Chick Shtick

From this week’s e-mail, an audition announcement we could almost run as a personal ad: “If you are looking to come and do improv with funny, attractive men, then please come to our female-only auditions.”
Desperate as it is, it’s kinda sweet. Especially that first “come.” Even in comedy, a club that’s as boyish as NAMBLA, guys understand that they need women to complete them. To liven things up a bit. To offer a different perspective. To show — like Tom Cruise — that they know it’s important to have a woman around.
Running off to join a comedy group is right up there with hanging around Best Buy the day new DVDs come out — one of those things boys can’t help and girls can’t fathom. That said, two of Kansas City’s most successful improv companies are run by women. Shelley Stewart, who frequently performs with Full Frontal Comedy, gets my vote for this town’s flat-out funniest performer. And when the local sketch group Monkeys With Hand Grenades (whose very name summons up boys giggling while girls smile politely) takes the Comedy City stage, Pearl MacDonald’s priceless sketches stand out not because they’re better or worse than those of her partners but because she’s interested in different things. Instead of just offering up TV show parodies and wouldn’t-it-be-funny-if premises, she often tries to figure out how people think and feel.
Things that interest women more than they do men.
How we think and feel also spurred Kathy Najimy and Mo Gaffney when, 15 years back, they birthed Parallel Lives: The Kathy & Mo Show. The wildly successful sketch revue spawned a book, an HBO special and — this past week — a threadbare but winning community-theater revival underneath a Prairie Village hardware store. This Wyandotte Players production (staged in Johnson County because of KCK’s lack of stages) is worth the attention of anyone who wishes comedy more often were about something.
Digging deep into character, Najimy and Gaffney offer scenes richened with sadness and anger. Their women are baffled by the world they find themselves inhabiting … or, in the case of the universe-crafting goddesses they play at the opening, at the world they’ve made. As middle-aged divorcees, they’re surprised to discover that their community college women’s studies course is not about macramé; as lapsed Catholics at their first confession in more than a decade, they’re shaken as they realize how often they tell lies.
Early on, a college girl lands an awkward date with a dimwitted frat boy. He’s not interested in her, and they share no particular connection, but still she swoons a little as he jokes crassly about sex. Any attention electrifies her.
If this all sounds depressing, rest assured that there’s broader stuff, too. They imagine a world where men have periods, and they work up an amusing pastiche of the silliest stuff in Shakespeare. A woman hoping to become the lover of Kenny Rogers promises, “I’ll be strong in a weak sort of way, independent without crossing over the line into unappealing.” Reflecting on a tampon commercial, Najimy — here played by Amy Eisele — announces, “I don’t want my vagina smelling like a daisy any more than a daisy wants to smell like my vagina.”
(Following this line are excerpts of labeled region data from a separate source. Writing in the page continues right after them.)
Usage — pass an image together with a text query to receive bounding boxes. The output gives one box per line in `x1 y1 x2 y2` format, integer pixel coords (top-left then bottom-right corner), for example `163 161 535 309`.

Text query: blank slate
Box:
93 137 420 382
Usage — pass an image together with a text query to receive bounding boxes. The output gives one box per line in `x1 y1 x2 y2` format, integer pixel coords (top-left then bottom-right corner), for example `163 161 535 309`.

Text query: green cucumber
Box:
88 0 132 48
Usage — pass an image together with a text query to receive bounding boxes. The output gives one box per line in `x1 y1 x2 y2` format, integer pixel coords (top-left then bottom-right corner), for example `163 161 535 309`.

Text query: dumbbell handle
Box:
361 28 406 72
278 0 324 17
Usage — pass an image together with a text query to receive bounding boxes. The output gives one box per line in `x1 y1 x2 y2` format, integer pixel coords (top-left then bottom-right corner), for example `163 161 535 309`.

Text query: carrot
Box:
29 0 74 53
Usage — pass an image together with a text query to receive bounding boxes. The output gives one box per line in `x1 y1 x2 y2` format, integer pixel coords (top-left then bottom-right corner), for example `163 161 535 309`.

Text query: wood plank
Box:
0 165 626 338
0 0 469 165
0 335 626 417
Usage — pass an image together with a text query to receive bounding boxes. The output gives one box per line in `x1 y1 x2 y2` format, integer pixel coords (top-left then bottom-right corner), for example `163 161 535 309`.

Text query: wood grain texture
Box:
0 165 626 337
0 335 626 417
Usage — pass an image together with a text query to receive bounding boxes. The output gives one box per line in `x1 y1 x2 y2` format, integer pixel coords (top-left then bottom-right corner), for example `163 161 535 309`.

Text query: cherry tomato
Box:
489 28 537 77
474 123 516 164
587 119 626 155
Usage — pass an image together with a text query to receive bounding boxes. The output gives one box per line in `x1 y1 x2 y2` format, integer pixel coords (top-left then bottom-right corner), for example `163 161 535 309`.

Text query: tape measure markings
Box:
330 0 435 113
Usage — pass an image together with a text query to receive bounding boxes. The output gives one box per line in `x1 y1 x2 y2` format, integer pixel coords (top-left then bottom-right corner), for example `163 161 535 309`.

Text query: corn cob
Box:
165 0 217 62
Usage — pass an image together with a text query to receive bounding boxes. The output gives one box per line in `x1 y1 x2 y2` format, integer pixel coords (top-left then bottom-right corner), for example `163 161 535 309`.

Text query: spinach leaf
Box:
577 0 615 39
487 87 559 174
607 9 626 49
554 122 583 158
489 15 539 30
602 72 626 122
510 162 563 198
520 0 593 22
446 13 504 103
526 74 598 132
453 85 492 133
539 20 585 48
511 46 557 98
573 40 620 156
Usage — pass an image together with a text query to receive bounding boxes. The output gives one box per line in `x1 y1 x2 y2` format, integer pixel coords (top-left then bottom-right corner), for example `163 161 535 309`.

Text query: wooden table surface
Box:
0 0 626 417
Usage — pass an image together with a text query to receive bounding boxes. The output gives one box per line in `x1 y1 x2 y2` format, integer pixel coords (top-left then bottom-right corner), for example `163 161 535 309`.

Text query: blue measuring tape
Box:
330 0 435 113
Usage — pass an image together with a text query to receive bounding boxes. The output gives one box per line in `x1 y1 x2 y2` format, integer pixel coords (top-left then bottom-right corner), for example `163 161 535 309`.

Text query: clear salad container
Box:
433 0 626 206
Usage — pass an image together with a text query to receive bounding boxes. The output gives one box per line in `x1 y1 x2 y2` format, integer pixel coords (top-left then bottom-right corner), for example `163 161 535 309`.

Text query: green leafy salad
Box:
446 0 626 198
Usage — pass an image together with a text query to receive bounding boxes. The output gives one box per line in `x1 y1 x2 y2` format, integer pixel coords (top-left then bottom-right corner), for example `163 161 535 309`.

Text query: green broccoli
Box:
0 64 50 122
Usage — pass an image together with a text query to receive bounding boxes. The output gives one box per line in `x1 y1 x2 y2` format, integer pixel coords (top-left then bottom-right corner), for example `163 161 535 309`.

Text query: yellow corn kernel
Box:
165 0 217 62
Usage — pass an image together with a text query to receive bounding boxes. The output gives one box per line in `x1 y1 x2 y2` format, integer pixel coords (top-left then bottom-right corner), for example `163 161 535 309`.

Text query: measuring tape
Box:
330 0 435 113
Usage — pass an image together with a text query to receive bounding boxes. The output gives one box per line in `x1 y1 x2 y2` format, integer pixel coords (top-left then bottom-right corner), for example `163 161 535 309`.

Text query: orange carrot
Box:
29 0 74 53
Strong as it is, chunks of Parallel Lives seem a little stale. There’s little shock left in vagina monologing, and a long scene making fun of vulva-celebrating performance art probably had this same not-so-fresh-feeling way back during Bush I. Fortunately, though, the line-to-line writing is sharp enough that even these old-hat scenes won me over.
The jokes are good; the performances are good enough. This is Eisele’s first time onstage, but she’s ebullient instead of nervous, and her timing is first-rate. Playing Gaffney, Jenn Jenkins wavers a bit, sometimes stiffening up. The further she goes into character, though, the better she is. Her climactic turn as drunk cowboy Hank, a stubbed-out cigarette of a man, is the show’s highlight. Her Hank is slumped on a bar stool, half passed out, shouting to a waitress to “microwave the shit” out of some chili. He leers and paws at Eisele’s melancholy Kathy Sue, frequently proposing marriage despite the fact that he already has a wife.
Then something strange happens. He proposes; she rejects. Then, as he puts his head on the bar, Kathy Sue tells us, wistfully, how her life is plagued by the feeling that she’s “missing out on something.” Hank soon recovers, and the next time he proposes, she glows.
This humanity separates Najimy and Gaffney’s approach from that of lesser sketch artists, whose conception of Hank might stop at what a creepy sumbitch. Yes, we laugh at Hank’s awfulness and Kathy Sue’s delusions, but we also feel something: a sense of true human connection, in all its fragility and importance.
And it’s funny.
If our improv friends are still looking for women, here are two fine candidates.